Marco Vigelini, Creatubbles and FujiTV together for a global collaboration event on Minecraft

Beginning of August. The school has been over for quite a while. I think back to the experience promoted by the small school of Allumiere involving foreign schools with the aim of putting in touch young people very different miles and virtually approached exploiting the art they created physically at school.

Desiring and supermotivated children in wanting to show their artistic abilities and the peculiarities of the places where they live to other residents on different continents from Europe, in other hemispheres or in small splashes of volcanic earth surrounded by the ocean. I remember the surprise of the boys and their eyes wide when I read the beginning of an email received from abroad: "Aloa from Hawaii!".

Tools used: a game - Minecraft - and the creative social platform for Creatube children.

The summer has passed peacefully, interspersed with other experiences such as those experienced in the beautiful setting of the H-Farm estate with full days dedicated to the study of coding and the development of creativity through the Minecraft game. Also on that occasion the children appreciated the possibility of uniting the physicality of an object made by themselves, positioning it on a table and finding it, as it is, inside the Minecraft world to further personalize its virtual creations.

Same music: Minecraft and the mod Creatubbles.

Almost mid-August. Another email arrives. The Japanese broadcaster Fuji TV is sponsoring a children's event promoted by Waseda University of Tokyo based on the awareness of art and to be realized with Minecraft. Minecraft and the mod Creatubbles warm up the engines!

The next day I find myself in a Minecraft world together with the Japanese professor Junichiro Kobayashi and the CEO of Creatubbles Paul Greenberg to put into practice the ideas that came to mind in less than 24 hours.

Ten days after that email the event begins. A couple of Australian educators have come on board with their boys and the Israeli group of GamesForPeace, promoters of dialogues between different cultures through the game.

We have agreed everything to the smallest details, especially the start time. It starts at 3:30 pm Japanese, 16:30 Australian, 9:30 Israeli, our 8:30 Italian and, unfortunately for Jason Wilmot - the author of the event summary video - connected by Nebraska, 1 : 30 American.

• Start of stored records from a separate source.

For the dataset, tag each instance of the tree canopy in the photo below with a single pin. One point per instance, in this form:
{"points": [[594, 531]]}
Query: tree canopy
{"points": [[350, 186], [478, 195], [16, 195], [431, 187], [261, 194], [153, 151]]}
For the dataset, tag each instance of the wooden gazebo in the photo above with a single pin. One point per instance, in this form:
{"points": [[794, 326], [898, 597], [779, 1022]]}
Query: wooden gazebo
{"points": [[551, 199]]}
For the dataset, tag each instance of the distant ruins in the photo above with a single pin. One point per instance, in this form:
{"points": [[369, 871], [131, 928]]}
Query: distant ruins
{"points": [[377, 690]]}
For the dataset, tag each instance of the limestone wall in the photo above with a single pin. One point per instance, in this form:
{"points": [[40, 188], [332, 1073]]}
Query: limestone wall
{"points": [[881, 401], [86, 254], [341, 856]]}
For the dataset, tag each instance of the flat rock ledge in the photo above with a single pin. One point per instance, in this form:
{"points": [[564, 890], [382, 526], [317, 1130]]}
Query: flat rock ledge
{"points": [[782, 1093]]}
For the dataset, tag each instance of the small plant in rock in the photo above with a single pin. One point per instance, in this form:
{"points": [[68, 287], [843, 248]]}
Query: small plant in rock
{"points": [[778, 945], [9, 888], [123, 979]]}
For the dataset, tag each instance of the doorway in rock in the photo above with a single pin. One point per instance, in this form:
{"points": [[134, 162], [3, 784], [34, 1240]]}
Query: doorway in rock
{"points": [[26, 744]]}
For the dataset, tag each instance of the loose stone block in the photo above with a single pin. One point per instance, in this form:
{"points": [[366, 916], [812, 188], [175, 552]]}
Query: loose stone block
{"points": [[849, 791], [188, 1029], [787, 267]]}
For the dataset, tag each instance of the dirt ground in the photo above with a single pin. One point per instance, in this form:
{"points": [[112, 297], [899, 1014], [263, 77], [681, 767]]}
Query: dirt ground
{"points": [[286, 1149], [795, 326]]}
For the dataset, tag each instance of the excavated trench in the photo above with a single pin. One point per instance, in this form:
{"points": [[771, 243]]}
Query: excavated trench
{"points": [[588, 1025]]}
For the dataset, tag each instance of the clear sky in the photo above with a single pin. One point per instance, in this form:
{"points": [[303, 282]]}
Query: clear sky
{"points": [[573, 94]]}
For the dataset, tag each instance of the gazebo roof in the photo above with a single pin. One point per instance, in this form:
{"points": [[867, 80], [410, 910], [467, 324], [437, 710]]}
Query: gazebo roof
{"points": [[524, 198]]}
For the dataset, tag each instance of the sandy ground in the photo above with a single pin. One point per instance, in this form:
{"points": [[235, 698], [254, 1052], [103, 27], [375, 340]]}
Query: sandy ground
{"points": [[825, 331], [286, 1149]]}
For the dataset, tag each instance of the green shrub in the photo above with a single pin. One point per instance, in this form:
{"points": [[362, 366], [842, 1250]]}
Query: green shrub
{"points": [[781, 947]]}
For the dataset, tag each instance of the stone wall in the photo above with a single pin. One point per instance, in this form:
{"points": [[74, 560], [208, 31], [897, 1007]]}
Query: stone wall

Live skype welcomes us so many Japanese children that my children - Benedetta and Andrea - and the teacher Alisia greet with an unlikely "Ohayƍ min'na" that is "Good morning to all", accompanied by a sheet of white paper on which my daughter Benedetta has proceeded, by concreteness, to transcribe our much more universal "HELLO" in large letters.

Enthusiasm rises and the children can not wait to show their work: once connected, a virtual reproduction of the Louvre museum is entered with lots of empty walls waiting to be filled by the participants' works. Once you have inserted your painting, you place a Minecraft sign with the description and the name of the artist; then we run to admire the exhibits of the other little artists.

Outside the Louvre museum together with the teacher Alisia we try to create a sort of international tower whose walls are the representation of many flags; in the meantime, Benedetta and Andrea build, in the form of Pixel Art, a huge Super Mario, a true Japanese icon recently used also by Prime Minister Shinzo Abe to remember the appointment with the Tokyo 2020 Olympics.

At this point a video is worth a lot more than a thousand words.

With Minecraft and the mod Creatubbles the creativity of the kids really goes beyond the limits.